Network Processors generally come as a peripheral device, e.g. a PCI card. By handling most elementary tasks on the network processor the CPU, memory and PCI bus are all offloaded. However, due to their programmability and close connection to the CPU, network processors keep open the option of implementing advanced processing capabilities, either on-board or in the host.
While network processors are not as suited to high-speed switching as dedicated hardware, they can be seen as an ideal candidate for more specialized functions, e.g. advanced traffic monitoring, for which commodity hardware lacks the processing speed and embedded devices are too costly to design.
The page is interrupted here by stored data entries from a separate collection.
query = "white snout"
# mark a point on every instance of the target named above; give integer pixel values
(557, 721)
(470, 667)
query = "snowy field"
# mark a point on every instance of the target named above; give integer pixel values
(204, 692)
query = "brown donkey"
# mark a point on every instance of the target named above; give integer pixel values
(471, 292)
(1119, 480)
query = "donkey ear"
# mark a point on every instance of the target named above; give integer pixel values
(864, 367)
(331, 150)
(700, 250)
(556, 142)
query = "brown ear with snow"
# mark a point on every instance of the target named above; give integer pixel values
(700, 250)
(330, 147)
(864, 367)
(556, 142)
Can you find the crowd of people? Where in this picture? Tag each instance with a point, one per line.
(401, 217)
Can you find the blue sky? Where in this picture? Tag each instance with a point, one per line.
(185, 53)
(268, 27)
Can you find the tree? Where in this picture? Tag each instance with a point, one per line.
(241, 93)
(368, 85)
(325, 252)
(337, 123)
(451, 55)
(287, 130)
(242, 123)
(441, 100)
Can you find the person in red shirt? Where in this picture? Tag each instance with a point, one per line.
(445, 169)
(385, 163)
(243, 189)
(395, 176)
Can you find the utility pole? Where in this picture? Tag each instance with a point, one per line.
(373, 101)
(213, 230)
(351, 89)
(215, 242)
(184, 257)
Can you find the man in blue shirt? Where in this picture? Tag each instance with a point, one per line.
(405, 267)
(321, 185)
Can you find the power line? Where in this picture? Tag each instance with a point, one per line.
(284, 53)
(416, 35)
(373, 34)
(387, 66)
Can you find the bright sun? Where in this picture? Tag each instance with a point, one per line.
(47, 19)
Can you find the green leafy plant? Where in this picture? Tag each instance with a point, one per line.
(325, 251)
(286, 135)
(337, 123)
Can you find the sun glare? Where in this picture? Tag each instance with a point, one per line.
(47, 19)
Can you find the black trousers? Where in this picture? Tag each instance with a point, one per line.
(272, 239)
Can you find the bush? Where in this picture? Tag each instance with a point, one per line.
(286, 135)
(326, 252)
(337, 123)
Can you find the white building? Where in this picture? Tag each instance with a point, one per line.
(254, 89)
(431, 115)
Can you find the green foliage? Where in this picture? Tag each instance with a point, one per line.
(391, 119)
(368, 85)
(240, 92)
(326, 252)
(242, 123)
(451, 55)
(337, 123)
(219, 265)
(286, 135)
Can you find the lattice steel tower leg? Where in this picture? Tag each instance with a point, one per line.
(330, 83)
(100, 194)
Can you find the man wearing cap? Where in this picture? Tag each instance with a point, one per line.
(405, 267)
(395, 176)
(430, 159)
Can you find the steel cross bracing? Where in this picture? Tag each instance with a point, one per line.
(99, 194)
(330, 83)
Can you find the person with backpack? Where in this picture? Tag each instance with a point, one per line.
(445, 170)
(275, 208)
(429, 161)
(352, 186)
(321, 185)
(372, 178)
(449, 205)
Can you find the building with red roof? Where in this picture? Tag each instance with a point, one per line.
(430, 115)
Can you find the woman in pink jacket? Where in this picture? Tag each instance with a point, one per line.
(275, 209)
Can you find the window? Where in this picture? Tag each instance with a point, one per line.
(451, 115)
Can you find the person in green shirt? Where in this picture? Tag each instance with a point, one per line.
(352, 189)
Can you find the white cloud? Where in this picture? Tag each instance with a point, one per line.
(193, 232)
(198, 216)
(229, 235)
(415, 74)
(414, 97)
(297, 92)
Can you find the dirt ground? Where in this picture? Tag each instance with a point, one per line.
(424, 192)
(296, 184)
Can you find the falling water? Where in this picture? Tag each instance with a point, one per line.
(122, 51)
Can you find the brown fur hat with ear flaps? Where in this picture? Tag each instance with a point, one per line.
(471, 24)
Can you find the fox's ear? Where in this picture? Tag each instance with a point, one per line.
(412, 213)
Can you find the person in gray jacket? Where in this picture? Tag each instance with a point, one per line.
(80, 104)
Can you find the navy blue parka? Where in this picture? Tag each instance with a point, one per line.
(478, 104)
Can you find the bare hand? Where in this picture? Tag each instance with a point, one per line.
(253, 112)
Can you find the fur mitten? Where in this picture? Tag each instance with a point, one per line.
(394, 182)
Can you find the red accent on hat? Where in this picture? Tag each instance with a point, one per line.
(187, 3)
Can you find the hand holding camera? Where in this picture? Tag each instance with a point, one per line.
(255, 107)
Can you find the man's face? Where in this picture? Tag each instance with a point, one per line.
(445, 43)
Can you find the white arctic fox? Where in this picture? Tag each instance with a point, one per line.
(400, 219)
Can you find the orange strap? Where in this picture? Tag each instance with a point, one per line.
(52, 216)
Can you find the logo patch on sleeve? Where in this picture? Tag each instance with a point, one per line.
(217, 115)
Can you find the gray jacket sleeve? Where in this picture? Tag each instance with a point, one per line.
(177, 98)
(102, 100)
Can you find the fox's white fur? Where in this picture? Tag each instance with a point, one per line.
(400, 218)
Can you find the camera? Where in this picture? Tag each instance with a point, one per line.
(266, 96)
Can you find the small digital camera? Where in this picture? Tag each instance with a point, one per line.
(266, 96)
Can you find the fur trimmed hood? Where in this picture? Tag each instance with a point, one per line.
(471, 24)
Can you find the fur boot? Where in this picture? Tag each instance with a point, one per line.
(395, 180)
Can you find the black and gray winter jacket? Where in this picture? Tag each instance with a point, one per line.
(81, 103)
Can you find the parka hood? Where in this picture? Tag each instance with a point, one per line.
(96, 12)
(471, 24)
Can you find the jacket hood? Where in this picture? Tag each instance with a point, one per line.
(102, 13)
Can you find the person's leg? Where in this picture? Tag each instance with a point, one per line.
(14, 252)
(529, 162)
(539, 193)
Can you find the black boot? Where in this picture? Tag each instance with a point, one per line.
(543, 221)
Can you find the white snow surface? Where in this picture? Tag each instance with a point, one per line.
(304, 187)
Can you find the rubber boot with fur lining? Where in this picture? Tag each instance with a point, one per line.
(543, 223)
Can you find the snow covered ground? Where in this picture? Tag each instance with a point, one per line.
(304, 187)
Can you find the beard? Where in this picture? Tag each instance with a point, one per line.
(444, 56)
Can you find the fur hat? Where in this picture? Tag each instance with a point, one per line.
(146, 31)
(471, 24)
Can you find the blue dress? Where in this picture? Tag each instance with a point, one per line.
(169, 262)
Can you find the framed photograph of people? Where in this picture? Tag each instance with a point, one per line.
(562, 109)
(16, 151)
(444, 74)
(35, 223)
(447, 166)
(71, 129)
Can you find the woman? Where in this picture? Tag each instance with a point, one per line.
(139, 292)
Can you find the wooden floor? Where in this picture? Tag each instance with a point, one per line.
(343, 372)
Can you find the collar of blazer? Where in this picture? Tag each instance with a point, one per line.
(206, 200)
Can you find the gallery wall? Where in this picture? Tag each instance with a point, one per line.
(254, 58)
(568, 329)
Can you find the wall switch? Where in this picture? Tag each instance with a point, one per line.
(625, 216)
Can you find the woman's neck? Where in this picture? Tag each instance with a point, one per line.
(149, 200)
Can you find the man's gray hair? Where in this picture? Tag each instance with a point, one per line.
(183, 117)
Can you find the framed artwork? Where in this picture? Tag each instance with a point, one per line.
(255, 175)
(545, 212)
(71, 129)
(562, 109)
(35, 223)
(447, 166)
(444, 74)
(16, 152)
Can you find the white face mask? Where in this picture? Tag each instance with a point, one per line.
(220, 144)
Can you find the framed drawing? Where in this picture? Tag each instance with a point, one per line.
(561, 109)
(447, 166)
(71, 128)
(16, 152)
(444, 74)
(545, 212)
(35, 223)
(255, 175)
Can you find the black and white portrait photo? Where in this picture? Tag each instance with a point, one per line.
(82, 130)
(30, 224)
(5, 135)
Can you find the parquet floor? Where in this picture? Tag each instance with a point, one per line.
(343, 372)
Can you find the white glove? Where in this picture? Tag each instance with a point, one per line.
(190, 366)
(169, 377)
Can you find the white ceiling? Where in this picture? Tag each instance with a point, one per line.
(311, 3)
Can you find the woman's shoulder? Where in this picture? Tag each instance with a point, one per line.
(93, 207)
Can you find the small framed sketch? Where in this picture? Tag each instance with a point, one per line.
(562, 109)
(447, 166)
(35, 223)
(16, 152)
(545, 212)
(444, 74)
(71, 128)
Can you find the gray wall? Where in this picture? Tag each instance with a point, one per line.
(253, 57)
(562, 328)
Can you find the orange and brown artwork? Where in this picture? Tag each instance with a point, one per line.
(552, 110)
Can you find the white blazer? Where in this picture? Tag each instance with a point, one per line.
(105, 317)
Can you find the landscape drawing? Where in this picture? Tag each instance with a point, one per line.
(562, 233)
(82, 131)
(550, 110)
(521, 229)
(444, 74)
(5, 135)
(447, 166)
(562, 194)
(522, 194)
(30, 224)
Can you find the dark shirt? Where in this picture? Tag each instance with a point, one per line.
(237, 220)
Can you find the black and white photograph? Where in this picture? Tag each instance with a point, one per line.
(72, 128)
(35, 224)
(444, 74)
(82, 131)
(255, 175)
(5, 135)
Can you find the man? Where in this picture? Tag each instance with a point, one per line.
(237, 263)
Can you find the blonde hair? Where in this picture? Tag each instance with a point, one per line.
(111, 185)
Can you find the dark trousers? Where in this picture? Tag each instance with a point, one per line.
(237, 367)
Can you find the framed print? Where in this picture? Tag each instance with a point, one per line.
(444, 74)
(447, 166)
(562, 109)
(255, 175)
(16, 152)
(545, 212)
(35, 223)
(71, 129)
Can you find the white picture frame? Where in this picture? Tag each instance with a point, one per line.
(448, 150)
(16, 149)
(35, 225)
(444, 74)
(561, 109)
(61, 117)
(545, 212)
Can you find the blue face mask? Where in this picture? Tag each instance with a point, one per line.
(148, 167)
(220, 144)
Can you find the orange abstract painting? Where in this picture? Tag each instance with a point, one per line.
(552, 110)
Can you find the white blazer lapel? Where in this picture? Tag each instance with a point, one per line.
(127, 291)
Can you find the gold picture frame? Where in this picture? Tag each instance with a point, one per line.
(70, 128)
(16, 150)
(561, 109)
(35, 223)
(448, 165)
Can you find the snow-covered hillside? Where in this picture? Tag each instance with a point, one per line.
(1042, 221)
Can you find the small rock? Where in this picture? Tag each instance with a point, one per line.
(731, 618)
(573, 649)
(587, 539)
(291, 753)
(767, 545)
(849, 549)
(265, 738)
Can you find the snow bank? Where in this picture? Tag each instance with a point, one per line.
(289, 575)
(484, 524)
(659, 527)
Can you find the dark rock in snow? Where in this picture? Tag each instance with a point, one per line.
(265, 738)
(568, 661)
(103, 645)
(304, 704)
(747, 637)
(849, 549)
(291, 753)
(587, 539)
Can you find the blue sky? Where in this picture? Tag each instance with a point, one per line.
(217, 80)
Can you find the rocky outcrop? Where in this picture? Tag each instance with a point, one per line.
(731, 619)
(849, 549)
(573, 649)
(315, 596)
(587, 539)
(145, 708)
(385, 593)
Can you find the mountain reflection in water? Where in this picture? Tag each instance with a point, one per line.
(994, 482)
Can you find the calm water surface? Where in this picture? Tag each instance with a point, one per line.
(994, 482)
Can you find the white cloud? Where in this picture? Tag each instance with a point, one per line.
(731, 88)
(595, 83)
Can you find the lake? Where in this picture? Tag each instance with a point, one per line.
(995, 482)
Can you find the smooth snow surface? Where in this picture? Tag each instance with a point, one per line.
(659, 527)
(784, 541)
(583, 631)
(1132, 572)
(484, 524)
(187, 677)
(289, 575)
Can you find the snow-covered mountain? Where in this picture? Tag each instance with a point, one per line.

An objection to using zero-copy is that transfer of data over low bandwidth links, such as the PCI bus or main memory as compared to dedicated RAM, is actually more costly than executing multiple operations locally. For FFPF, the main problem is the PCI bus. Reading over PCI has a maximum theoretical bandwidth of 133MB/s. Even with a 66 MHz busspeed, on our testsystem measured sustained transfer speed was only 80MB/s. We found that the local SDRAM in our testsystem could, however, copy data (read+write) at 240MB/s and up. Read speeds were found to lay around 2.4GB/s. Similarly, by virtue of their highly parallel designs, the microengines of the IXP1200 can read at linespeed (1Gb/s).
A single copy over the PCI bus from IXP1200 SDRAM to host SDRAM will therefore often be result in higher actual processing speed for processing-intensive tasks, as both the NPU and the CPU can saturate their respective memory buses, instead of having to wait on the much slower PCI interconnect. Moreover, programmed I/O is much slower for bulk transfer than DMA access, which is supported by a number of modern network cards.
The only situation in which zero-copy will benefit packet processing is when the total number of bytes read by the host is much smaller than the complete packet, as then the penalty for copying the full packet outweights the advantage of having faster read speeds. This is true, for instance, for a fairly large number of network monitoring applications which often look at a very small number of fields in the IP/TCP headers. In this case, copying the entire packet (even with fast DMA) may be overkill.
An additional factor speaking against zero-copy is that for each byte request in reality much larger cacheline is sent. By copying larger buffers at once, copy-once makes better use of these blocktransfers and the subsystem's prefetching capabilities, circumventing RAS to CAS latencies. Hasan et al. demonstrate how throughput can be increased even more by paying close attention to RAM latency.